LGBTQ people are under attack in state legislatures. Help us fight back.
Under the patchwork of state and local employment law that prohibits employment discrimination based on gender identity and sexual orientation more than three of every five citizens live in jurisdictions that do not provide such protections, and they are needed.
Employers can enact their own policies to apply consistently across their organization. Employment protections from discrimination should be understood to be inclusive of harassment but when harassment is not clearly defined or included the anti-discrimination policies typically emphasize the responsibility of the employer and anti-harassment policies emphasize the responsibility of employees. Ideally, anti-harassment language will be wrapped into a non-discrimination policy.
An employer's non-discrimination policy, or equal employment opportunity policy, typically covers conditions of employment including hiring, promotions, termination and compensation. Employers should include "gender identity" and "sexual orientation" as protected classes, in addition to other federally-protected classes, in non-discrimination policies.
The policy is generally available in employee handbooks and included in a business' "Code of Conduct" but should also be incorporated as part of job announcements, on the employer's website and as part of career or diversity-related materials.

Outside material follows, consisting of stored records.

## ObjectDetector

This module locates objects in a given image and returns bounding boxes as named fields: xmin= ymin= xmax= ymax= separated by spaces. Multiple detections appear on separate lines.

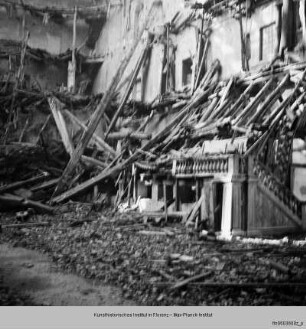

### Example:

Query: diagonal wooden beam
xmin=51 ymin=83 xmax=214 ymax=204
xmin=104 ymin=42 xmax=151 ymax=139
xmin=64 ymin=109 xmax=116 ymax=157
xmin=48 ymin=97 xmax=74 ymax=155
xmin=52 ymin=2 xmax=159 ymax=197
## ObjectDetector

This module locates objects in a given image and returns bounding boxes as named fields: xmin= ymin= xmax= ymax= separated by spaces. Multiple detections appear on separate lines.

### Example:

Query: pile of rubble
xmin=1 ymin=205 xmax=306 ymax=305
xmin=2 ymin=57 xmax=306 ymax=214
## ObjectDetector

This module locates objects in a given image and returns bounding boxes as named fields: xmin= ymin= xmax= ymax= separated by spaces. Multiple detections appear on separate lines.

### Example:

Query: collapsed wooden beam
xmin=185 ymin=195 xmax=204 ymax=225
xmin=232 ymin=78 xmax=274 ymax=125
xmin=64 ymin=109 xmax=116 ymax=157
xmin=48 ymin=97 xmax=74 ymax=155
xmin=107 ymin=131 xmax=151 ymax=140
xmin=1 ymin=222 xmax=50 ymax=229
xmin=170 ymin=271 xmax=213 ymax=290
xmin=53 ymin=2 xmax=159 ymax=197
xmin=263 ymin=71 xmax=306 ymax=127
xmin=52 ymin=76 xmax=216 ymax=204
xmin=104 ymin=42 xmax=151 ymax=139
xmin=156 ymin=282 xmax=306 ymax=288
xmin=246 ymin=74 xmax=290 ymax=125
xmin=0 ymin=172 xmax=49 ymax=194
xmin=0 ymin=194 xmax=54 ymax=214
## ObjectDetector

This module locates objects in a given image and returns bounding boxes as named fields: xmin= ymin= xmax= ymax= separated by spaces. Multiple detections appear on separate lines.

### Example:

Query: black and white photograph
xmin=0 ymin=0 xmax=306 ymax=325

Thousands of businesses, including the vast majority of Fortune 500 corporations, already prohibit discrimination based on sexual orientation and gender identity.
Specifically referencing "sexual orientation" and "gender identity" in anti-harassment policies sends a clear message that all employees will be respected and able to work free of any kind of harassment, and that no form of harassment or offensive conduct directed at individuals based on sexual orientation or gender identity, in addition to other classes protected by law, will be tolerated.